F.Javier Moya del Pozo
Con él, con ese joven de 97 años que no dudó en comprarse un diccionario de inglés para entender algunas páginas de internet, se marcharon las llamadas telefónicas a media tarde, las preguntas a los nietos más jóvenes sobre sus amigos en las comidas dominicales; los comentarios esperanzados sobre nuevos suplementos alimenticios para sus gastadas rodillas, los reiterados consejos de que te abrigaras al salir de casa y los deseos de que la noche nos traiga el descanso y el sosiego que, probablemente, no hemos sido capaces de alcanzar a lo largo de un día que se va consumiendo a la par que tus propios ánimos.

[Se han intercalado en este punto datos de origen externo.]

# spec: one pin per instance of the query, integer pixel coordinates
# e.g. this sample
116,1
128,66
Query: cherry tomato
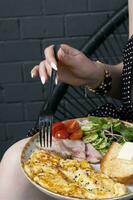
56,127
71,125
76,135
61,134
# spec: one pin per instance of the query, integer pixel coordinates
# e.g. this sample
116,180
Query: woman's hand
73,66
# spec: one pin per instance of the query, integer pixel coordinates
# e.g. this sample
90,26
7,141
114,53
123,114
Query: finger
50,57
35,71
42,72
69,50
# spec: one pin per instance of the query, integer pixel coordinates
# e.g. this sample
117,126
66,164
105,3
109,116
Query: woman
97,76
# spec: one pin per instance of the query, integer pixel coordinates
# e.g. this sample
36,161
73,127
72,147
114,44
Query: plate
30,147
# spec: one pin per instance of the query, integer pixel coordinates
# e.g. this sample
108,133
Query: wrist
98,75
103,82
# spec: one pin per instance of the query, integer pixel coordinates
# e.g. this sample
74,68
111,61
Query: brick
20,8
77,42
63,6
10,72
11,112
27,67
32,110
20,51
42,27
4,145
102,5
23,92
3,136
19,130
82,24
9,29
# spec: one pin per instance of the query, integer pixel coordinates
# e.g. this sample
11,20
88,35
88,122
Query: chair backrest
106,45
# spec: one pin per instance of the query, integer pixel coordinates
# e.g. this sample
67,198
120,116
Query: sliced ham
75,149
92,155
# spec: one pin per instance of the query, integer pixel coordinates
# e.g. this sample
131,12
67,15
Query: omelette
69,177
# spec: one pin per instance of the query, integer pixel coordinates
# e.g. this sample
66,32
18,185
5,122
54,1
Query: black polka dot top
125,111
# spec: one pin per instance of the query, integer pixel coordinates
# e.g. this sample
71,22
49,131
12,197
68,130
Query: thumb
66,54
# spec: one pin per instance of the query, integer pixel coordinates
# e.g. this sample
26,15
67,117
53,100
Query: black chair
105,45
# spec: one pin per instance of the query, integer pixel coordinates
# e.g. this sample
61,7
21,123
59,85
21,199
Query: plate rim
51,193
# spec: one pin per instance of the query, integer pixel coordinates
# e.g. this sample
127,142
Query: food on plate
117,168
69,129
75,149
101,132
71,178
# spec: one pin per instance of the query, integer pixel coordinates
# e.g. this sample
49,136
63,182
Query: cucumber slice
103,151
103,145
90,138
97,142
86,127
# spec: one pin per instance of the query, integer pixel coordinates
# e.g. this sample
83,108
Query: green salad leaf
102,131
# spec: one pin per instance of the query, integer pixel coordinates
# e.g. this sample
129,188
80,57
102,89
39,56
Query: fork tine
47,133
51,122
44,136
40,136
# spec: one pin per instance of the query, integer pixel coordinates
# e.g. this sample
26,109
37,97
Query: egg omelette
71,178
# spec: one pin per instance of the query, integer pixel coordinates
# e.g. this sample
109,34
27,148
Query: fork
46,115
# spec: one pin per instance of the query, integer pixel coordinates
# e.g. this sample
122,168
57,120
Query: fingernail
43,80
53,65
32,75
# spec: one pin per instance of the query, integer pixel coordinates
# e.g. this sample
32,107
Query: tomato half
71,125
61,134
56,127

Todo eso, tan simple, tan cotidiano y tan poco valorado es lo que, ahora, en el vacío de su ausencia, empiezas a valorar; con dolor y con nostalgia; aunque, afortunadamente, y es lo que te salva, con un profundo agradecimiento.
Y es así cómo, en el proceso de desmontar el despacho del domicilio de mi padre, entre la enorme montaña documental, reñida claramente con la actual era digital, e integrada por cartas, recibos y toda clase de sobres con un contenido tan diverso como los membretes que los adornan, reaparece su vieja cartera de cuero, con dos hebillas y un broche central, que a mí siempre se me antojó idéntica a la que lleva el abogado Atticus Finch (Gregory Peck) en la película “ Matar a un risueñor”. Y, como si de un álbum de recuerdos se tratara ( tal vez sí que lo sea, aunque no fuera ese su primigenio destino) del fondo del grueso cuero surgen facturas de los años 60, recordatorios de la Primera Comunión de hijos y nietos, caducados DNI, cartas de carácter personal, sellos postales, calendarios religiosos, hojas de calco para la máquina de escribir, y notas manuscritas con la misma energía, sentido del orden y esmero que su redactor puso en cada cosa que realizaba.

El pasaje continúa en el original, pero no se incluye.